Eno.29 ハク・エセルバート

■ 3日目?『Lust』




正直に言うと、あの夜はノリで誘っただけだった。
俗に言う“おもしれー女”とか、かわいい反応するじゃん?とか。
本当にその程度の認識だった。


ポチだとかシロだとか、ネーミングセンスも最悪だし、押しが強すぎるし、時折意味わかんない言葉でバカにしてくるし。

でも、なんでだろうな。
デートなんて言われて、柄にもなく心臓が波打った気がしたんだ。


嬉しくて調子に乗って、いつものようにカッコつけて、俺が飾り立てた世界【幻覚】を君に見てもらった。



…今思えばさ。
真っ暗な砂浜で初めて君の綺麗な瞳を見た時から、もう恋に落ちてたんじゃないかな。


だからさ。
いつもは素直じゃない君が、カッコつけた嘘だらけの俺の手をとって、“好きだよ”って言ってくれた時、すごく嬉しかったんだ。

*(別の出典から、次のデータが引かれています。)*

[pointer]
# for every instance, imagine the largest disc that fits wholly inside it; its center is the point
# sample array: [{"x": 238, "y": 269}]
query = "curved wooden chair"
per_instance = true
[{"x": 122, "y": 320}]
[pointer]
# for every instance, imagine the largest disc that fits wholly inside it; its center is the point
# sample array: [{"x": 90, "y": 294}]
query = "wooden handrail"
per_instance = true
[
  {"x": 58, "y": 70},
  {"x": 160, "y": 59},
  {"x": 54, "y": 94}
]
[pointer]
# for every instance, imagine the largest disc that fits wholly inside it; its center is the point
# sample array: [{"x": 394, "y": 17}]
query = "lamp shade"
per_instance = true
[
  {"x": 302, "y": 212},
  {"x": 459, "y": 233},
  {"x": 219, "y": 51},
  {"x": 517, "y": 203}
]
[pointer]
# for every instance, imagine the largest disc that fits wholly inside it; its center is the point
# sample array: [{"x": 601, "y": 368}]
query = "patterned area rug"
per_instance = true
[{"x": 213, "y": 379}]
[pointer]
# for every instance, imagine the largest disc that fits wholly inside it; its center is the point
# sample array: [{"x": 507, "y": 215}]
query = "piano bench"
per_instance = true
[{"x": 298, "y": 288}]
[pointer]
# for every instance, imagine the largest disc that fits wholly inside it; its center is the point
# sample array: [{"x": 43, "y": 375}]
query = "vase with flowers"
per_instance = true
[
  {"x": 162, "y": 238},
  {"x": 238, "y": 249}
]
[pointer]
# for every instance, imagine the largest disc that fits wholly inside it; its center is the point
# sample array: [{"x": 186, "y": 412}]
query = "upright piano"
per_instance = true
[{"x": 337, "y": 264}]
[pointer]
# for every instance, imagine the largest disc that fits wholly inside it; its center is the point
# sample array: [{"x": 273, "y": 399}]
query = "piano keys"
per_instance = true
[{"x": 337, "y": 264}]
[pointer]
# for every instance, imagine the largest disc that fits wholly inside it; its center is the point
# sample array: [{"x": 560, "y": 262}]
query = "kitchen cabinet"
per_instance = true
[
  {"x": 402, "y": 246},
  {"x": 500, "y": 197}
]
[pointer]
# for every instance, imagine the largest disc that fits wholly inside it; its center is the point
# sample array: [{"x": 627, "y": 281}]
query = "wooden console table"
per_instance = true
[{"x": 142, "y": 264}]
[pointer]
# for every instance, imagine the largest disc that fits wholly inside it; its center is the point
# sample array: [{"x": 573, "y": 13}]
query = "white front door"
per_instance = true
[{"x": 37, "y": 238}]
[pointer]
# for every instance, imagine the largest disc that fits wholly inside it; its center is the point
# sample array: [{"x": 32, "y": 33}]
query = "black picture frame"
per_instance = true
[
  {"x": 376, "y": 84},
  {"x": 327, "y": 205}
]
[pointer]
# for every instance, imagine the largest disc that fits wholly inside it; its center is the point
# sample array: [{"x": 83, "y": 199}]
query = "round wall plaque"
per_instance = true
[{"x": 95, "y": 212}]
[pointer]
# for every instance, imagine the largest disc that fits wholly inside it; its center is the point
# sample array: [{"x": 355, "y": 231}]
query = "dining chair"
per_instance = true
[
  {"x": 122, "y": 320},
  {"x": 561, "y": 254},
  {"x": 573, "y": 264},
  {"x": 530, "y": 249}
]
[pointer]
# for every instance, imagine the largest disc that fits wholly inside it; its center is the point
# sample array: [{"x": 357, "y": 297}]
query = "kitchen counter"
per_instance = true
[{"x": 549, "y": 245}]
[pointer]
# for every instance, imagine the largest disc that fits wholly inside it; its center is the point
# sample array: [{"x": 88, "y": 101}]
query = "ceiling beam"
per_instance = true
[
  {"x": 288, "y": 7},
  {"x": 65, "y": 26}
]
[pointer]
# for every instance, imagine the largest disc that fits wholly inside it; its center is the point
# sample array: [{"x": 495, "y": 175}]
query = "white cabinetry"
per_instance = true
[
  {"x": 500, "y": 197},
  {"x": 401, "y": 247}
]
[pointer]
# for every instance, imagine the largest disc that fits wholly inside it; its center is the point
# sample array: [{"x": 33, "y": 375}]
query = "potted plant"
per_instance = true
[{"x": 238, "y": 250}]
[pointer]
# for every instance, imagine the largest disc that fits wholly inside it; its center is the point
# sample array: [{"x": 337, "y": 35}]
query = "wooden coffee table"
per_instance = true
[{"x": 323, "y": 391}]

…なんてさ。今は恥ずかしくて虚勢張りの俺だから、言えないけど、いつかきっと伝えてみせるよ。
俺が、抱えている秘密も、いつかきっと。




-3日目? 日記終-




…ああ。いつまでもこの日々が続きますように。
この島を出ても、君が卒業ってのをしても、一緒に居られますように。